Lady Elena, en vista de la infructuosidad de las gestiones de su marido, le pidió permiso para luchar a su vez contra la obstinación del contramaestre. Donde un hombre había sido vencido, tal vez una mujer triunfaría por medio de su dulce influencia. ¡No es ésta la eterna historia del huracán de la fábula, que no pudo arrancar la capa de los hombros del viajero, y se la quitó inmediatamente el menor rayo del sol!
Glenarvan, conociendo la inteligencia de su esposa, la dejó en libertad de obrar.
Aquel día, 5 de marzo, Ayrton fue conducido a la habitación de Lady Elena. Se quiso que Mary Grant asistiese a la entrevista, porque la influencia de la joven podía ser grande, y Lady Elena no quería prescindir de ningún medio que pudiese contribuir al buen éxito.
Una hora permanecieron encerradas las dos mujeres con el contramaestre de la Britannia, pero no se traslució nada de su conversación. Lo que ellas dijeron, los argumentos que emplearon para arrancar al bandido su secreto, todos los pormenores del interrogatorio permanecieron ignorados. Cuando se separaron de Ayrton, no pareció que hubiesen conseguido su objetivo, y en sus rostros se reflejaba un verdadero desaliento.
Así es que cuando el contramaestre fue de nuevo conducido a su encierro, los marineros le acogieron al pasar con violentas amenazas. Él se contentó con encogerse de hombros, lo que aumentó el furor de la tripulación, habiendo necesidad, para contenerla, de la enérgica intervención de John Mangles y de Lord Glenarvan.
Pero Lady Elena no se dio por vencida.
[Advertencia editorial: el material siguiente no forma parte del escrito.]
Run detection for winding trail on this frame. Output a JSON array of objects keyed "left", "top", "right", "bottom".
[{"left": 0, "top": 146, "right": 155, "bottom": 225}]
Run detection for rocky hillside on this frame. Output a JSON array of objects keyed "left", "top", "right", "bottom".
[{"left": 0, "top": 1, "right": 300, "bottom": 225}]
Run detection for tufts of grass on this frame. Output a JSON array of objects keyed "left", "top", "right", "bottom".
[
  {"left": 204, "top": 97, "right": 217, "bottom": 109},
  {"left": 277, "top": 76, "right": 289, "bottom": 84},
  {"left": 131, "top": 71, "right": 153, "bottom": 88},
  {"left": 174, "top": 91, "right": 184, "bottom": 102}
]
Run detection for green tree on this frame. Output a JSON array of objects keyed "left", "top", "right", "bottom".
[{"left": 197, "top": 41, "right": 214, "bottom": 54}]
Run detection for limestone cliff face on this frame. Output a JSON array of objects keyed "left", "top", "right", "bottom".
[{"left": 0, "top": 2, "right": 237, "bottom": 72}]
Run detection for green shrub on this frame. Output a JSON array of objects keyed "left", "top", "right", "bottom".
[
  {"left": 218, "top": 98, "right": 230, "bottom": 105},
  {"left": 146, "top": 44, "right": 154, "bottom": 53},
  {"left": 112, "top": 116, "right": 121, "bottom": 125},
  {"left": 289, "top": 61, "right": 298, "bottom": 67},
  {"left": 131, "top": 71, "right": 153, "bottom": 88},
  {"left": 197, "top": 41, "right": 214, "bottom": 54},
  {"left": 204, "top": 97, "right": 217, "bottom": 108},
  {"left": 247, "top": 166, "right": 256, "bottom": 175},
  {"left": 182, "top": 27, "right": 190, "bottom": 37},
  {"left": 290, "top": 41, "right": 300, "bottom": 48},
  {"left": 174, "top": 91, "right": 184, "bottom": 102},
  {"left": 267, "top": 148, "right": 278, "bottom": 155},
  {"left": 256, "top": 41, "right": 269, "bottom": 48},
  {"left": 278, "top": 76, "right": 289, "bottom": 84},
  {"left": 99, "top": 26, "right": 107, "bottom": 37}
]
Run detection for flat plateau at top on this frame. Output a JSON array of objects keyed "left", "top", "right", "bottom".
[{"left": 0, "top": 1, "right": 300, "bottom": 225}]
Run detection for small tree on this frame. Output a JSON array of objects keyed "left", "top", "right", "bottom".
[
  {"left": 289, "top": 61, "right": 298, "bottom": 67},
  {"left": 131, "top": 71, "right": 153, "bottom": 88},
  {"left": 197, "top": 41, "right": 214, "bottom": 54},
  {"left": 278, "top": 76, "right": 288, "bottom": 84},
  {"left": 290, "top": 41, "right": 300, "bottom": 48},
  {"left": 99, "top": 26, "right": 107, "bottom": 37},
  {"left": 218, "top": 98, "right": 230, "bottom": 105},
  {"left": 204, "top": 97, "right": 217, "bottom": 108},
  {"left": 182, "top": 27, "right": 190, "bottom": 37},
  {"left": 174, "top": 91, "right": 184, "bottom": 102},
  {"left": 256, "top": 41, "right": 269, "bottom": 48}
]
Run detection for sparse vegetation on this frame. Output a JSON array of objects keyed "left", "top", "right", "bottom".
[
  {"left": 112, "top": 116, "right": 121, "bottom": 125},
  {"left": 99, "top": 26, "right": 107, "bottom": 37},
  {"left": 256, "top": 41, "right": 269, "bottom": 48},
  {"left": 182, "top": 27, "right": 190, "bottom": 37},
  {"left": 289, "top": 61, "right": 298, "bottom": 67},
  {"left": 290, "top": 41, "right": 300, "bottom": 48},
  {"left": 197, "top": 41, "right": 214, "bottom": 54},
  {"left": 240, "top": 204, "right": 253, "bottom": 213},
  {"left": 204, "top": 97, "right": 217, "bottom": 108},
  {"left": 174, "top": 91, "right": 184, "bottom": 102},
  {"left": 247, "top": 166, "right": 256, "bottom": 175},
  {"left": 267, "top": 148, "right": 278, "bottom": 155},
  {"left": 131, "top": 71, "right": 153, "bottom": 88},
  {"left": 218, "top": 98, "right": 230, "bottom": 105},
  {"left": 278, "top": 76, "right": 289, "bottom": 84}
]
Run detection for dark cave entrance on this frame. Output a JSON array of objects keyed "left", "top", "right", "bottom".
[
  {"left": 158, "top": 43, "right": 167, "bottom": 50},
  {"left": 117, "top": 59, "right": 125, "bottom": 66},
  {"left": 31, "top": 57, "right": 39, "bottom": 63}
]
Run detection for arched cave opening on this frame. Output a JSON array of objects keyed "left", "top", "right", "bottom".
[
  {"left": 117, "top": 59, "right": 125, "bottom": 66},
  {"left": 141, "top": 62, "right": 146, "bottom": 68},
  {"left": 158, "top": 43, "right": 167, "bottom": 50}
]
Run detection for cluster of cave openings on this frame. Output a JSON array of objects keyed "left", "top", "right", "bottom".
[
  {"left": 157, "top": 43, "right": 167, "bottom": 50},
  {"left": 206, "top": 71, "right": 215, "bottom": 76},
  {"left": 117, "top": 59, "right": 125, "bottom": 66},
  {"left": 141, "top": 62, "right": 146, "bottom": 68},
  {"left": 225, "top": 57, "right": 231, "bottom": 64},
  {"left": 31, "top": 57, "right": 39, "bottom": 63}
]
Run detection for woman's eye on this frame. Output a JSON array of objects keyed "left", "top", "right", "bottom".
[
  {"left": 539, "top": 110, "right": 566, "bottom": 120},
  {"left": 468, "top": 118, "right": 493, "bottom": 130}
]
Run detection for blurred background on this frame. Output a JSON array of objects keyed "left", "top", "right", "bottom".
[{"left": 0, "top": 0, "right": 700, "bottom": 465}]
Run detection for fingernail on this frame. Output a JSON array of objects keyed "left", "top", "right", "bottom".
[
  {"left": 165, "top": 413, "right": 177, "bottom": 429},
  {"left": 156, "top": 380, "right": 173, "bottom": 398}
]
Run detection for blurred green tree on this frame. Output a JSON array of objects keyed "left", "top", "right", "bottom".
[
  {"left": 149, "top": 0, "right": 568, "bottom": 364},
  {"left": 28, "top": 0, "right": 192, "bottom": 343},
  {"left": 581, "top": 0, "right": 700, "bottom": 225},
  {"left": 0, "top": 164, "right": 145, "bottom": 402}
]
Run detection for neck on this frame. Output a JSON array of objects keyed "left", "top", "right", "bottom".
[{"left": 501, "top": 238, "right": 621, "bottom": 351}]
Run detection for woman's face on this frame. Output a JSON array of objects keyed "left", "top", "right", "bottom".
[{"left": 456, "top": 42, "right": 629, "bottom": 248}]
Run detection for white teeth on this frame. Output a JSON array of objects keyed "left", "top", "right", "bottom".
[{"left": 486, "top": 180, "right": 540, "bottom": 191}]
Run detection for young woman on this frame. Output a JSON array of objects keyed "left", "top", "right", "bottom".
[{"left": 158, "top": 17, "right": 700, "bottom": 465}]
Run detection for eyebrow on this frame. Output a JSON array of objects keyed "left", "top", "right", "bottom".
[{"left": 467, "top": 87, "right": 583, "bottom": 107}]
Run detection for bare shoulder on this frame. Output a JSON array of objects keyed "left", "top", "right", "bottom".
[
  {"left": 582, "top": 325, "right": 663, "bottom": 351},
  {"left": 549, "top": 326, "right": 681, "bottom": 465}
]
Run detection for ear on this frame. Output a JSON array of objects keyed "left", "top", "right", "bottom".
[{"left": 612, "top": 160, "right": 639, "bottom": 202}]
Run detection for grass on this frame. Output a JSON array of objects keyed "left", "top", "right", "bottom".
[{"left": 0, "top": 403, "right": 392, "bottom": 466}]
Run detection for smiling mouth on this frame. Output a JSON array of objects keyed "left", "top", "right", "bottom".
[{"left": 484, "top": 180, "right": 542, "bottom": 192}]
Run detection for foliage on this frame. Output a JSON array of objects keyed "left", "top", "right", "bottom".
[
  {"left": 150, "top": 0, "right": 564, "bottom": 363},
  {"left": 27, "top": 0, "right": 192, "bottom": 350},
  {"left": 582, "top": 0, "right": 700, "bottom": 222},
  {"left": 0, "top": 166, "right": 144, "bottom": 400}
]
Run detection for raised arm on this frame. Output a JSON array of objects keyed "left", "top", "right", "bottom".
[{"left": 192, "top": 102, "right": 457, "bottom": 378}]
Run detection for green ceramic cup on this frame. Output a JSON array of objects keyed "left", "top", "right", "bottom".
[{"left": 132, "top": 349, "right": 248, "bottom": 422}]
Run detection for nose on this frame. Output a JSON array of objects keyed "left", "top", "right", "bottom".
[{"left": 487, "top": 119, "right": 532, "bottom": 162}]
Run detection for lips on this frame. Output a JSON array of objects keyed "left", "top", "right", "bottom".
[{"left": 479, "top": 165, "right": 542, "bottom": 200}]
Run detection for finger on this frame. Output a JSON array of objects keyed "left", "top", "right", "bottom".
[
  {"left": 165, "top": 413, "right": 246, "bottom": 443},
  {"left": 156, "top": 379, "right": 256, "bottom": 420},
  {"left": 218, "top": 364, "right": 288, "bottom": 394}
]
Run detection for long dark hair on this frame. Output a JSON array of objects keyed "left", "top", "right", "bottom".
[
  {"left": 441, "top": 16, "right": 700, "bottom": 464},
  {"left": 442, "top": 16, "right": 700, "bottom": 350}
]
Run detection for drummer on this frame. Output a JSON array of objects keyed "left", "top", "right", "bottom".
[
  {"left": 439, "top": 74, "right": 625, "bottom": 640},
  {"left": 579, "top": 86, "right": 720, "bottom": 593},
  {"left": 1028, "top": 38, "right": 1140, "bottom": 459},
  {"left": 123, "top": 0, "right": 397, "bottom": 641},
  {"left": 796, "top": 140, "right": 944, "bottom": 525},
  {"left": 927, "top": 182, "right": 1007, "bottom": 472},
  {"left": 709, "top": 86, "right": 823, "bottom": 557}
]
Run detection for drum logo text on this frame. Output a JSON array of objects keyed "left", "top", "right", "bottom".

Quiso luchar hasta el último instante contra aquella alma sin piedad, y al día siguiente fue ella misma a la cámara de Ayrton, para evitar las escenas que provocaba su paso por la cubierta del yate.
Dos largas horas permaneció la amable y bondadosa escocesa con el jefe de los bandidos. Glenarvan, dominado por una agitación nerviosa, se paseaba por las inmediaciones de la cámara, tan pronto decidido a agotar hasta el último extremo todos los medios de éxito a su alcance como a arrancar a su esposa de aquella penosa entrevista.
Pero cuando Lady Elena reapareció, sus facciones respiraban confianza. ¿Había arrancado el secreto y tocado en el corazón del miserable alguna fibra de misericordia?
Mac Nabbs, que la vio salir, no pudo reprimir un movimiento de incredulidad, que era muy natural y lógico.
Sin embargo, circuló inmediatamente entre la tripulación el rumor de que el contramaestre había al cabo cedido a las súplicas de Lady Elena. La noticia se propagó como una corriente eléctrica. Todos los marineros se reunieron sobre cubierta, con más prontitud que si el silbato de Tom Austin les hubiese llamado a la maniobra.
Glenarvan había corrido inmediatamente al encuentro de su esposa.
—¿Ha hablado? —preguntó.
—No —respondió Lady Elena—. Pero cediendo a mis súplicas, Ayrton desea veros.
—¡Ah! ¡Querida Elena, habéis triunfado!
—Lo espero, Edward.
—¿Habéis hecho alguna promesa que deba ratificar?
—Una sola, querido; le he prometido que emplearíais toda vuestra influencia en dulcificar la suerte reservada al desgraciado.
—Bien, mi querida Elena. Que venga Ayrton ahora mismo.
Lady Elena se retiró a su camarote, acompañada de Mary Grant, y el contramaestre fue conducido a la sala común, donde Lord Glenarvan le esperaba.